I have to say I find the failed adoption thing the weirdest part, then and now. I was always assured that adoption was permanent and they wouldn’t have it any other way so I’m sure that probably would have made me feel …uncomfortable? Normalizing the process of ….deciding you don’t want that child after all. That is what they mean by failed adoption, right?

Someone else thought that last one wasn’t what was meant in this particular situation (though sadly such a think as second chance adoptions actually do happen in reality). So the counter response was – I have to imagine by failed adoption they mean the baby’s natural parents decided not to go through with the adoption. Which is always disturbing. Hopeful adoptive parents act like that was something bad that someone did to them, or they were “tricked” or that someone took their baby away.

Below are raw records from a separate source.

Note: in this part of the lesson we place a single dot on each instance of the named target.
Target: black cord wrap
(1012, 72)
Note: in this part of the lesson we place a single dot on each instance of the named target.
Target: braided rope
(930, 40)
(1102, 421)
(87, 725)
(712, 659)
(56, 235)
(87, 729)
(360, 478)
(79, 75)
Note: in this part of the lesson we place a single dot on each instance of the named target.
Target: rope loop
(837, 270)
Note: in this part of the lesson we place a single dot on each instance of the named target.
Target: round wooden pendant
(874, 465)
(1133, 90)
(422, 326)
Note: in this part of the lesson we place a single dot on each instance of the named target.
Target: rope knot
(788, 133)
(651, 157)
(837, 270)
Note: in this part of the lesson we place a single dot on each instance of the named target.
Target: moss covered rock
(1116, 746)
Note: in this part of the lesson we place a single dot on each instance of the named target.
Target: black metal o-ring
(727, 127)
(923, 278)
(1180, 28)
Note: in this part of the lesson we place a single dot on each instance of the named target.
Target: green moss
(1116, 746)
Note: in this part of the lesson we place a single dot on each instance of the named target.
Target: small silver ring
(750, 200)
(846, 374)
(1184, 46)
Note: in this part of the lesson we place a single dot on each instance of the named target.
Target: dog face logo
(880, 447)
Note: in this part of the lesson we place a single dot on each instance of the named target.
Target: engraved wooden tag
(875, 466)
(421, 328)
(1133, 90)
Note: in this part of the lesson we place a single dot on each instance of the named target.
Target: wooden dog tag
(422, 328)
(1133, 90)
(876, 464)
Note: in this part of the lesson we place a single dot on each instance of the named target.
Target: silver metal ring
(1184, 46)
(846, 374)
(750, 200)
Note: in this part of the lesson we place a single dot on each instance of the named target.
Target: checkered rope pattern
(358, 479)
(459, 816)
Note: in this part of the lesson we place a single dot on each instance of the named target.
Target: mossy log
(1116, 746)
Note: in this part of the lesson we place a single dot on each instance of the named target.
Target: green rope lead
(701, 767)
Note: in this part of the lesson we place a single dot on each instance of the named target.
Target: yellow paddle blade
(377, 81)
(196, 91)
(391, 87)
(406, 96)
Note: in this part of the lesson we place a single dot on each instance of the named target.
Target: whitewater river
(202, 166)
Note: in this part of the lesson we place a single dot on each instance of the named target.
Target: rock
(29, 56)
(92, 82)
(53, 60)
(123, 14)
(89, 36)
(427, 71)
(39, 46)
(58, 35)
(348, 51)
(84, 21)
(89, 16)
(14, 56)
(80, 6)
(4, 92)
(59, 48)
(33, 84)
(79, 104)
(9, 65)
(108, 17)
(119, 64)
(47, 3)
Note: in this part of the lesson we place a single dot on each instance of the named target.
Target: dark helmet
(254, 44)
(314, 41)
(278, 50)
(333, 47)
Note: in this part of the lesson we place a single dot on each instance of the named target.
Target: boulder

I would have been so upset and not even known why because that’s pretty much how triggering worked when I was a kid. I can look back and connect all the dots now, but not then. I would have been a mess. It would have manifested into days and maybe weeks of negative behavior to myself and to others.

This makes my stomach churn now. I can imagine it would have affected me similarly at the time but I wouldn’t have known exactly why.

I remember being 11 or 12 years old, when the a teacher started talking to me about Child Protective Services and my potential removal. I know it’s not the same but I heavily didn’t want to associate home life and school life. Because it’s their personal thing, OK mention it once I hear you, but it would have me outright avoiding their class, probably with some defiance, if it were repetitive. I don’t know if I would have even had the language then to express my feelings.

If you doubt adoptees suffer trauma, consider what the above adoptees have said consistently.